2.6. The Nexus between TQM and FP
TQM is a management concept that is defined as an entire management philosophy that assists organizations in achieving high quality levels in all of their processes and procedures
[18,19][18][19]. It also ensures the involvement of internal and external suppliers, customers, and employees in monitoring continuous progress
[34]. Moreover, TQM is intended to improve, among other things, customer satisfaction, product quality, productivity, waste reduction, cost, time, and inventory levels, and consequently, the financial position of the firm
[31]. The association between TQM and FP is well-established in the literature as a result of ongoing investigations into key TQM practices and their impact on FP. Previous studies examining the relationship between TQM and FP revealed a direct positive association
[4,31,34][4][31][34]. Relatively few studies found no significant link between TQM practices and FP
[35]. However, quality management practices are necessary for container shipping companies to improve the quality of their service to customers and, in turn, the financial performance of the company.
Consumer quality standards have risen in recent years, requiring organizations, both service and manufacturing, to implement TQM principles in order to meet client needs efficiently
[36]. A study by Acquah et al.
[36] sought to determine the impact of TQM practices on operational performance and how TQM practices interact to influence the operational performance of healthcare institutions. Their findings demonstrated that five of the seven TQM practices evaluated had an impact on operational performance
[36]. A study by Niyi et al.
[37] looked into the role of innovation speed in mediating the relationship between TQM and the success of small- and medium-sized businesses (SMEs). Their findings revealed that TQM was positively associated with operational performance as well as innovation speed, which has a significant impact on the relationship between TQM and the success of SMEs. The study broadened the understanding of innovation in terms of speed and its measures within TQM, with top management quality practices, employee quality management, customer orientation, process management, and employee knowledge and training being the five basic dimensions of TQM
[37]. Moreover, a study by Bhaskar
[38] provided an analysis of survey results pertaining to the implementation of TQM methods within manufacturing businesses in India. The primary objective of the study was to examine and ascertain the correlation between the implementation of TQM practices and their subsequent impact on organizational performance (OP). Their research findings indicated that TQM has a notable and statistically significant impact on market orientation (MO)

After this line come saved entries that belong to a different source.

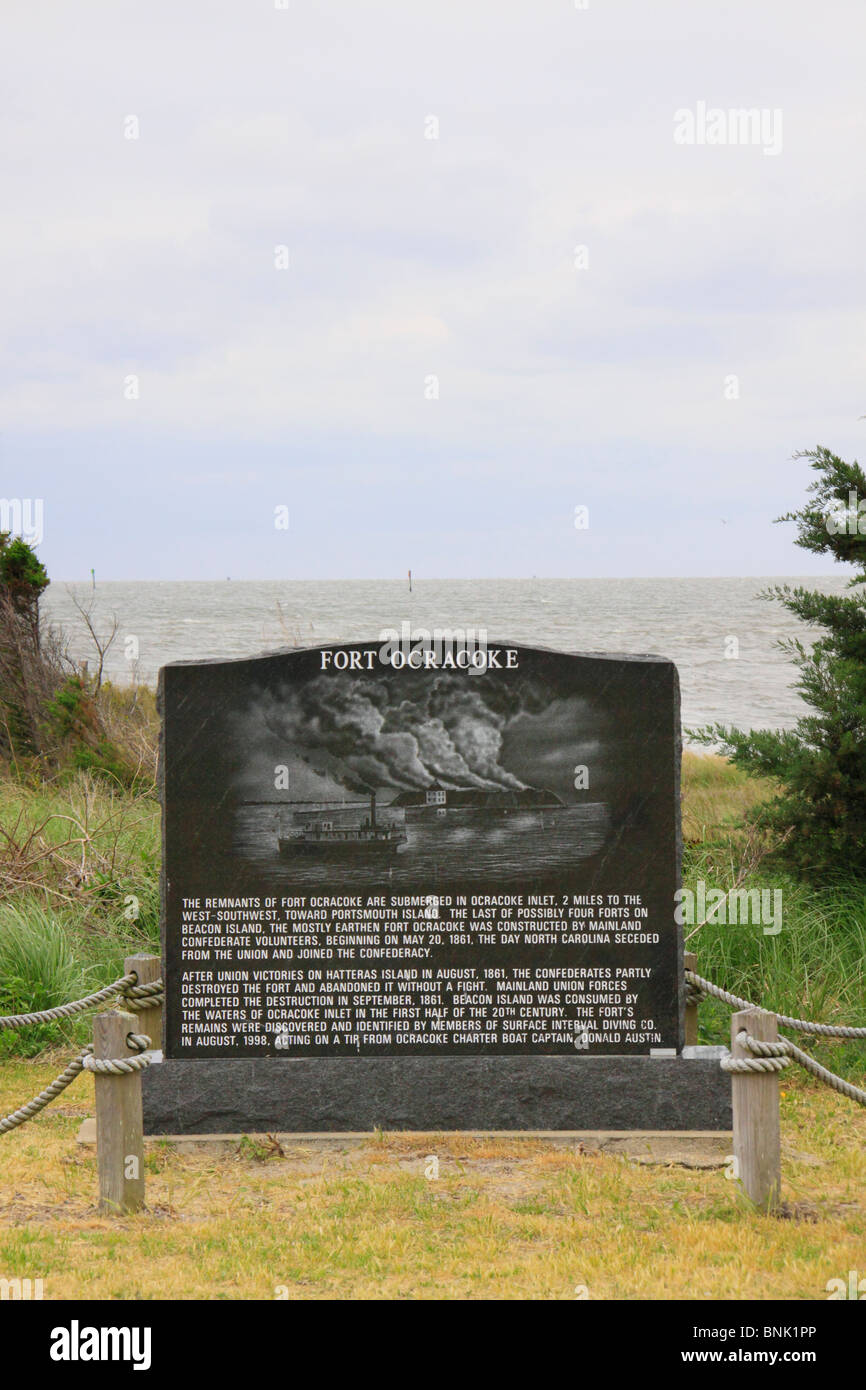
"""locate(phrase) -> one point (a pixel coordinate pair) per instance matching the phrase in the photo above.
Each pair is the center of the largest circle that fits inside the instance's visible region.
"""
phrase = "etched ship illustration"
(327, 838)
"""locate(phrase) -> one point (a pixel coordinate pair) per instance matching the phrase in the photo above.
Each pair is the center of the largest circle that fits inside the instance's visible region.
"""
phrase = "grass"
(505, 1219)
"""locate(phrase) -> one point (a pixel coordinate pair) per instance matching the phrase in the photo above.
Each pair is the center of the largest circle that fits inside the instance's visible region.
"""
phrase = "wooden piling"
(755, 1097)
(120, 1146)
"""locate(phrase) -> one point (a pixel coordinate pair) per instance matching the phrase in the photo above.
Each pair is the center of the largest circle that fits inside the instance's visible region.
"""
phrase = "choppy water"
(692, 622)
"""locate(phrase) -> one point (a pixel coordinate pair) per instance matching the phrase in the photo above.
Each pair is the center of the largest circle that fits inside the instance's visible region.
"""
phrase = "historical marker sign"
(448, 852)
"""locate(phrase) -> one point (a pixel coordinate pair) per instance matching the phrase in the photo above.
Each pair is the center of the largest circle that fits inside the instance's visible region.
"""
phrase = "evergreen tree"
(820, 765)
(22, 578)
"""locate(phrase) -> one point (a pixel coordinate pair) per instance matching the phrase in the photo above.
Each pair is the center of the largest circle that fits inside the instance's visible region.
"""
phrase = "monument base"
(688, 1091)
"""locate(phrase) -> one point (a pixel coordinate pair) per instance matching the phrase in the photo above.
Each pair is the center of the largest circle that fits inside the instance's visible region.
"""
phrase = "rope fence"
(754, 1064)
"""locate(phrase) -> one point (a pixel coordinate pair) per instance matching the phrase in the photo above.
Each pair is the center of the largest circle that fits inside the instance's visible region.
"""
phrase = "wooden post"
(120, 1146)
(755, 1096)
(690, 962)
(149, 1020)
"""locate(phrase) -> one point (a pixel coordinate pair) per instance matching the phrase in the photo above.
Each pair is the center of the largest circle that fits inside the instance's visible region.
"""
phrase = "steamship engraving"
(402, 774)
(325, 837)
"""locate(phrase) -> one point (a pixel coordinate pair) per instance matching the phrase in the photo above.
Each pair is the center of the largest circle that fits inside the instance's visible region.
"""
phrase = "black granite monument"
(426, 887)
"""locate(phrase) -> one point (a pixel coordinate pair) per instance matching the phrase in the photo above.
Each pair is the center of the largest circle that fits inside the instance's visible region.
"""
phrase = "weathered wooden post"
(120, 1146)
(148, 969)
(690, 962)
(755, 1098)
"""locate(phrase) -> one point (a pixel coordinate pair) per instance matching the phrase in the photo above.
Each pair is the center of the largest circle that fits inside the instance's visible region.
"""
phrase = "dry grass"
(716, 797)
(505, 1218)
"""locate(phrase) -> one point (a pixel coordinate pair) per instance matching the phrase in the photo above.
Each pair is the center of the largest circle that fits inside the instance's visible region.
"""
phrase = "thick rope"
(25, 1112)
(139, 997)
(114, 1066)
(706, 987)
(67, 1011)
(123, 1065)
(774, 1057)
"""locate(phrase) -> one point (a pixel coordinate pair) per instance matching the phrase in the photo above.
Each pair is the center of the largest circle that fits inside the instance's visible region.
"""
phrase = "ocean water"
(719, 633)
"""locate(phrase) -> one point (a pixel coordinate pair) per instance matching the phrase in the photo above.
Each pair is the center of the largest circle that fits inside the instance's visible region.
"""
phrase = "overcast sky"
(598, 378)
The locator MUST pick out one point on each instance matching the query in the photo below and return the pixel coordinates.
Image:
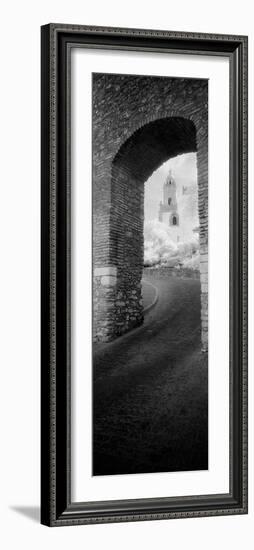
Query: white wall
(19, 217)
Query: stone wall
(138, 123)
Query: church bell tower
(168, 212)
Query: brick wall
(138, 123)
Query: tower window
(174, 220)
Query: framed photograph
(144, 275)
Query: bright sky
(184, 170)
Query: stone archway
(121, 168)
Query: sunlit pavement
(150, 389)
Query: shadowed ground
(150, 389)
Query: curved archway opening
(141, 154)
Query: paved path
(150, 389)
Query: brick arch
(139, 156)
(139, 122)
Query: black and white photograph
(150, 274)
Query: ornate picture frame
(57, 507)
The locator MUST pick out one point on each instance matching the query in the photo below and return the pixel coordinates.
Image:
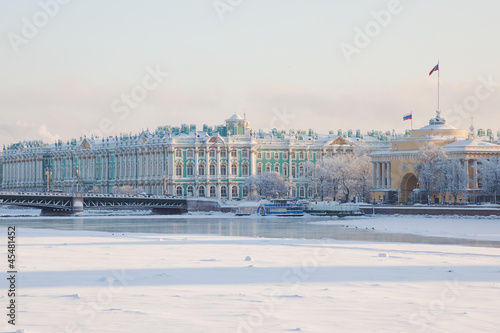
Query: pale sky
(282, 62)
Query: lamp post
(164, 184)
(48, 174)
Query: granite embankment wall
(431, 210)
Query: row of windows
(212, 191)
(211, 153)
(310, 155)
(212, 169)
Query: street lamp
(48, 173)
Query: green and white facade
(213, 162)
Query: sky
(75, 68)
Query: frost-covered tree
(489, 176)
(428, 167)
(268, 184)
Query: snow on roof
(235, 117)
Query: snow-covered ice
(86, 281)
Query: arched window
(223, 191)
(301, 171)
(189, 170)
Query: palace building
(394, 177)
(212, 162)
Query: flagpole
(439, 70)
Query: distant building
(394, 177)
(213, 162)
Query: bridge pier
(76, 207)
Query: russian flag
(436, 68)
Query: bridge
(64, 204)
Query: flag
(436, 68)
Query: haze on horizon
(70, 72)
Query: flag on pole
(436, 68)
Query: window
(189, 170)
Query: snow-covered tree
(489, 176)
(268, 184)
(428, 167)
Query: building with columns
(394, 178)
(212, 162)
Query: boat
(281, 207)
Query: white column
(388, 175)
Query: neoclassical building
(394, 177)
(212, 162)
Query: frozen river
(347, 229)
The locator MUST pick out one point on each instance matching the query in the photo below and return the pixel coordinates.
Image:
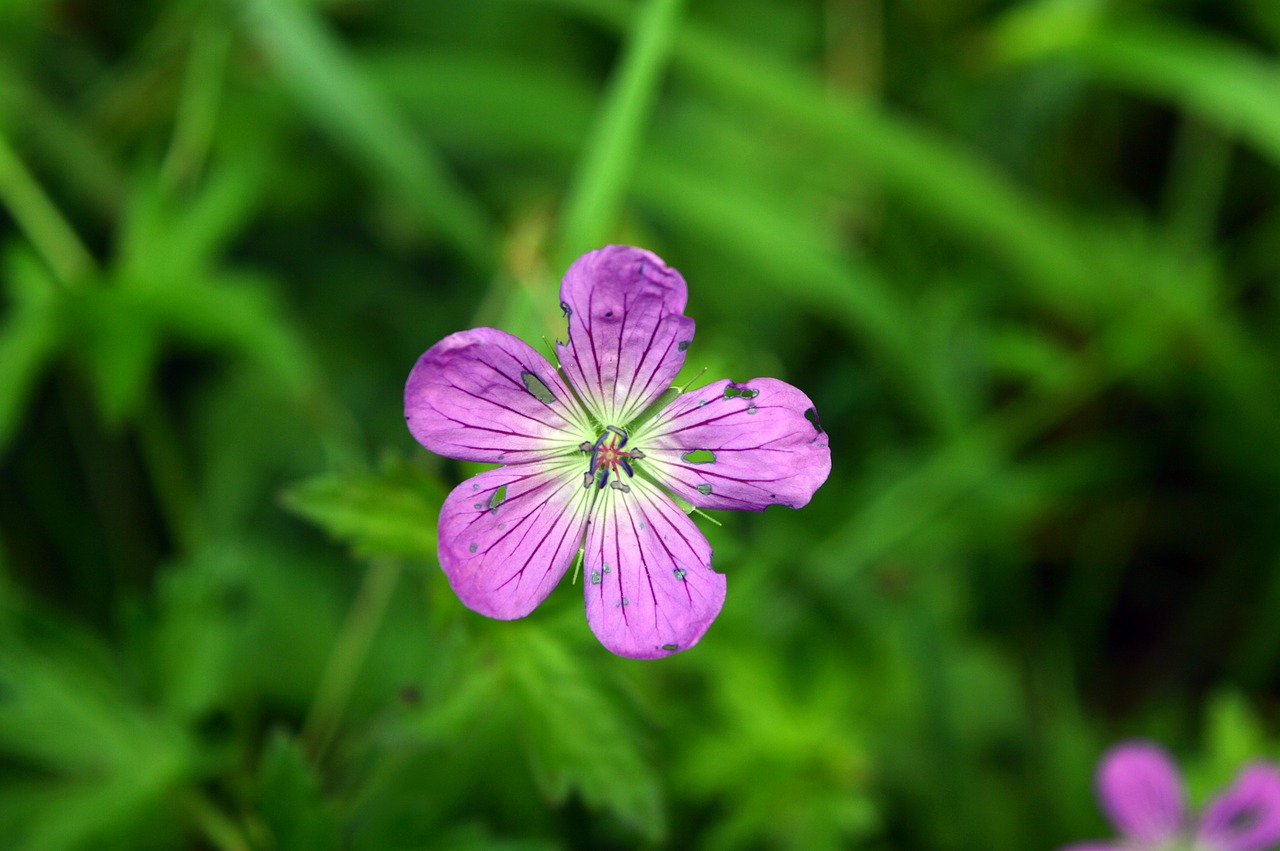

[38]. In a similar vein, the findings of their study indicate that there is a positive and statistically significant relationship between MO and OP. Their study discovered a considerable and beneficial impact of TQM on the OP of manufacturing businesses in India
[38]. Another study was conducted to evaluate the impact of TQM on customer satisfaction in the telecommunications industry, specifically focusing on the TQM-SERVQUAL framework
[39]. The primary results indicated that the implementation of overall quality management had a notable influence on the level of SQ and customer satisfaction. It was determined that SQ exerts a beneficial impact on customer satisfaction
[39]. Furthermore, the significance of SQ as a key factor in TQM for attaining customer satisfaction within the communications sector in Ghana was identified
[39]. Finally, a study by Akanmu et al.
[40] aimed to examine the mediating effects of organizational excellence on the association between TQM practices and sustainability performance.